Никогда не забуду, как снимали во Львове (это был 1998-й) эпизоды фильма «Богдан Ступка. Львовские хроники». Гастрольный спектакль «Король Лир». Ступку-Лира выносят на носилках за кулисы (по роли), он поднимается, идет в гримерку и чуть ли не падает на кушетку. Мы за ним с камерой. Долго лежит, закрыв глаза. Серое изможденное лицо. «Снимай!» — шепчу оператору. Снимает. Наконец Богдан Сильвестрович открывает глаза и говорит (в фильме Юрия Терещенко этот эпизод воспроизведен полностью): «Как вот в старые времена Лира играли в 80 лет. Мне вот шестидесяти еще нет, а сил никаких…»

«Как убить своего сына?»

«Сил никаких…» Это только внешне кажется, что актерский труд и не труд вовсе, а так, сплошная тебе игра, порхание по просторам жизни, пиры друг за другом. А я не раз видел, заходя к Ступке в гримерку после спектакля, как он истощен. Особенно после «Тевье-Тевеля»… И это тоже многое объясняет в нем. Талант, дисциплинированность — да! А еще полная самоотдача на сцене, перед кинокамерой…

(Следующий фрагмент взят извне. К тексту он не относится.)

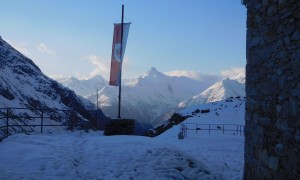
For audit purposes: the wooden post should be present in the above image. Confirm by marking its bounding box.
[223,124,224,134]
[6,108,9,137]
[41,111,44,133]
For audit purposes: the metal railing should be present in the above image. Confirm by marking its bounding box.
[178,123,245,139]
[0,107,81,139]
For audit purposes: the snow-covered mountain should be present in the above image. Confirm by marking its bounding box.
[56,75,108,97]
[88,68,210,126]
[147,96,246,136]
[0,37,106,138]
[178,74,245,108]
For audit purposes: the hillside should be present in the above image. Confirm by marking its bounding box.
[0,37,106,136]
[147,96,246,137]
[178,74,245,108]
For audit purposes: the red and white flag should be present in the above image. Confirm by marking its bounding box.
[109,23,130,86]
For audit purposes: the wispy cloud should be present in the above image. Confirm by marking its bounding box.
[165,70,220,82]
[82,55,110,79]
[37,43,56,55]
[78,55,131,80]
[5,39,30,56]
[220,67,245,77]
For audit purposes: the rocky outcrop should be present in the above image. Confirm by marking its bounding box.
[243,0,300,179]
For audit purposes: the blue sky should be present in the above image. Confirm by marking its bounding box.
[0,0,246,78]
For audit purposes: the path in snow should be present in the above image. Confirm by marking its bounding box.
[0,132,232,180]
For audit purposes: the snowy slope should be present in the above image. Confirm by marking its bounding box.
[0,103,244,180]
[147,96,246,137]
[0,37,105,136]
[88,68,209,126]
[56,75,108,97]
[178,75,245,108]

Он не раз повторял строки Франко: «Працювать, працювать, і в праці сконать!» Я комментировал это так: «Что-то не похоже, Богдан Сильвестрович, что вы бы хотели в работе…» Ведь вместе с тем он был то, что называют Актер Актерович — игривый, карнавальный, впечатление — что какие-то находки, наблюдения тут же демонстрировал. Показывая кого-то и что-то, рассказывая. Анекдоты в его исполнении превращались в роскошные мини-спектакли.

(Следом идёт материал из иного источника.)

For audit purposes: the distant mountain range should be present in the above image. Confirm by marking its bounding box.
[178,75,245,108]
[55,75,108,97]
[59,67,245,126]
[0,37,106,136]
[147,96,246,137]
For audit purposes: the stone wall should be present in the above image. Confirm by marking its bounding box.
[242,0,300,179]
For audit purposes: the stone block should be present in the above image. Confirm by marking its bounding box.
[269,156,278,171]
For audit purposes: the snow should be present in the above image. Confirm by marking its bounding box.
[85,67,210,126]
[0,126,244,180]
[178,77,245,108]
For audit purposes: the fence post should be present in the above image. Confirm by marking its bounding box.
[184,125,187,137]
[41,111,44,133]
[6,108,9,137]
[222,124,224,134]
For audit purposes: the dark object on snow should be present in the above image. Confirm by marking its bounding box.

Как по мне, жизнь Богдану Ступке укоротила работа над фильмом Владимира Бортко «Тарас Бульба». Сначала возник другой режиссер, и от него актер успешно отбился. «Я же не умею, — объяснял он мне, — хорошо на лошади ездить. Полечу на землю и костей не соберу. И тогда конец моему актерству». А еще он не знал, как это можно застрелить своего сына: «Ну как бы это я мог своего Остапа из пистолета подстрелить? Что бы он ни сделал — нет, такое невозможно».

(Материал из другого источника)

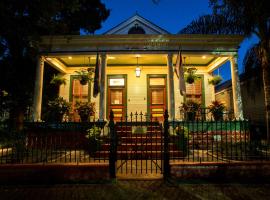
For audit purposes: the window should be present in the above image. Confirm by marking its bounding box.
[70,77,90,122]
[151,89,164,105]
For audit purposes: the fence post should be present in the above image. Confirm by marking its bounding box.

Но потом появился Бортко. С его отцом, театральным режиссером, Ступка был хорошо знаком, даже работал когда-то (если не ошибаюсь). Словом, режиссер нажал на какие-то личностные «кнопки» — и актер сдался. И роль Тараса Бульбы раз в жизни предлагают. Еще Александр Довженко собирался экранизировать гоголевскую повесть, потом Сергей Бондарчук — и все мимо. А тут…

Если бы знать, что фильм будет с уклоном в другую версию самого Гоголя, в которой появились российско-имперские мотивы. Только Бортко рассказывал несколько иное… И — снимали летом, в немилосердную жару, в костюмах, в которых и в морозную ночь было бы жарко…

Словом, спекся. Вскоре после тех съемок и начались проблемы со здоровьем актера. Кончилось печально. Кончилось дорожкой на тот свет. Где уже ждал его друг и товарищ, актер Лесь Сердюк. С ним Ступка сошелся именно на съемках «Тараса Бульбы». Даже убедил его вступить в труппу Франковского театра.

Когда хоронили Сердюка (в 2010-м), я единственный раз видел, как плачет Богдан Ступка. Подошел, чтобы утешить. Он, сквозь слезы: «Друзей не бывает много. Лесь один у меня такой друг…»

Ушли. Ушел. Чтобы остаться. Актер какой-то чрезвычайной художественной и собственно человеческой мощи. Вечная память. Вечные фильмы. Роли, которые навсегда.